Belgian boffins dump Starlink dish terminal's firmware, gain root access and a few ideas
Extra-terrestrial service probed
Belgian boffins have published a teardown of the Starlink user terminal – also known as Dishy McFlatface – in which they managed to dump the device's firmware that was housed on a eMMC card upon the PCB.
For the academics at the Katholieke Universiteit Leuven (KU Leuven), actually getting their hands on the firmware for later analysis proved to be a somewhat fraught process.
Although the hardware came with a UART (Universal Asynchronous Receiver Transmitter) port for USB debugging, SpaceX opted — perhaps for obvious reasons — to restrict access to those entrusted with development credentials. Still, it revealed some clues, particularly when it came to the boot process, with integrity and authenticity checks used to ensure the kernel had not been tampered with.
The KU Leuven researchers then turned their attention to the eMMC card, which contained the system image. SpaceX left 10 test points on the circuit board, which corresponded to the equivalent solder points on the eMMC chip. The academics were then able to create an ad-hoc logic capture device, using a memory card reader and a few carefully soldered wires and resistors, allowing them to dump the contents of the storage in-circuit.
The next hurdle came when the researchers attempted to read the firmware’s contents, as SpaceX uses a custom FIT (flattened image tree) format. Fortunately, these changes were publicly accessible, as the company deployed a modified version of U-Boot, and was forced to publish its changes in order to remain GPL compliant.
So far, the findings haven't yet been fully published, although the researchers claim they were able to access a root shell, without adequately explaining how they accomplished it. It is, however, understandable they wouldn't publish the entire dump with one eye on SpaceX's lawyers.

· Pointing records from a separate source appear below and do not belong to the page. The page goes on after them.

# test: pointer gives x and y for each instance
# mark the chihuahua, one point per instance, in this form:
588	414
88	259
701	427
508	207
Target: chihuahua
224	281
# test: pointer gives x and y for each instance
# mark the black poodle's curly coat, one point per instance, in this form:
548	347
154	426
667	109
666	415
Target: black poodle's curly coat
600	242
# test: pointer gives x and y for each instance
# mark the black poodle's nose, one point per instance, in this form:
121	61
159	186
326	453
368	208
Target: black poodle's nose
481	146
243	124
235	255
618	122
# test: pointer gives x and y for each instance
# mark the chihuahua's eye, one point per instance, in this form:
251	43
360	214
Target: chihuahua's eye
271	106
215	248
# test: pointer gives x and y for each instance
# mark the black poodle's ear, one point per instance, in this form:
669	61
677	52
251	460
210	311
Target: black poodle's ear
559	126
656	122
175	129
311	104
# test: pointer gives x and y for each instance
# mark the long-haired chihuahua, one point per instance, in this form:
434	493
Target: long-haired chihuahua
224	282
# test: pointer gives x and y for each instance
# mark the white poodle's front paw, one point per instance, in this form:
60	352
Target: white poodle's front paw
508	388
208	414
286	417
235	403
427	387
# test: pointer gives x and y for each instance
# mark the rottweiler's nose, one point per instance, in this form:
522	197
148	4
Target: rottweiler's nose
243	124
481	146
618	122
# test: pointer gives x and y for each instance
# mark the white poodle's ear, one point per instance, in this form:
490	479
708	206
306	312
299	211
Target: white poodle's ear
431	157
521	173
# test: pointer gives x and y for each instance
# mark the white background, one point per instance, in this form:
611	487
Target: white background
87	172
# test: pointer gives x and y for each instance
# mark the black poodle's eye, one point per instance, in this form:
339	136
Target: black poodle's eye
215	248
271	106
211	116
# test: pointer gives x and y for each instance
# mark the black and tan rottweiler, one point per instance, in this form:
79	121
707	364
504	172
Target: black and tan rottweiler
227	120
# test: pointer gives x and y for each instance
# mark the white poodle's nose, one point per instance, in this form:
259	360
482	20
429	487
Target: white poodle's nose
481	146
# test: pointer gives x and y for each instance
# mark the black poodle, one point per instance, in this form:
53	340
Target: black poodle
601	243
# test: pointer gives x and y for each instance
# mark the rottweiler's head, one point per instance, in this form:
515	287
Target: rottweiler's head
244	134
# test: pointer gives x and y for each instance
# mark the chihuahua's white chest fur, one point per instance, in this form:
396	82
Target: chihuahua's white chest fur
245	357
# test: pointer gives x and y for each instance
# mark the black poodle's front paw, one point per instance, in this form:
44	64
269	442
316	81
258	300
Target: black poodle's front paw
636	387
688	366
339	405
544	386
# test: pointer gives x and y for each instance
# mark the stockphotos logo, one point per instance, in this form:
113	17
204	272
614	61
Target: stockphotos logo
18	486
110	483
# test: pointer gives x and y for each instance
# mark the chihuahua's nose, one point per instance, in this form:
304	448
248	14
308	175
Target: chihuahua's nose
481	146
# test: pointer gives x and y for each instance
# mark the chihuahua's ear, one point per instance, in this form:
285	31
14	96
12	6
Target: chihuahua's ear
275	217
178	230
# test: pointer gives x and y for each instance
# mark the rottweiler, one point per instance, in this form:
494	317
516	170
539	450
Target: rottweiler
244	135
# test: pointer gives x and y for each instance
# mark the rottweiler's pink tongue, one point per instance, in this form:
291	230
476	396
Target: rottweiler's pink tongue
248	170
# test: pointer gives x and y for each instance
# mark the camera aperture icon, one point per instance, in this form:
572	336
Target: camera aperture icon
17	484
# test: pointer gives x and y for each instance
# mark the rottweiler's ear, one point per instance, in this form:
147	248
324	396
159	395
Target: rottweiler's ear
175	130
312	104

The researchers also made some observations about the quad-core ARM processor used to power the terminal, and its configuration, with each of the cores responsible for a specific task. They also noticed that on all consumer devices, all logins are disabled, effectively meaning the original attempt to access the device via the UART port was a dead-end.
This isn't the first teardown of Dishy McFlatface we've seen, although all prior warranty-destroying attempts focused on the physical hardware, rather than the software it runs. With a ticket price of $499, these endeavours are best left to those with deep pockets and a curiosity that exceeds their aversion to potentially ruining an expensive bit of kit.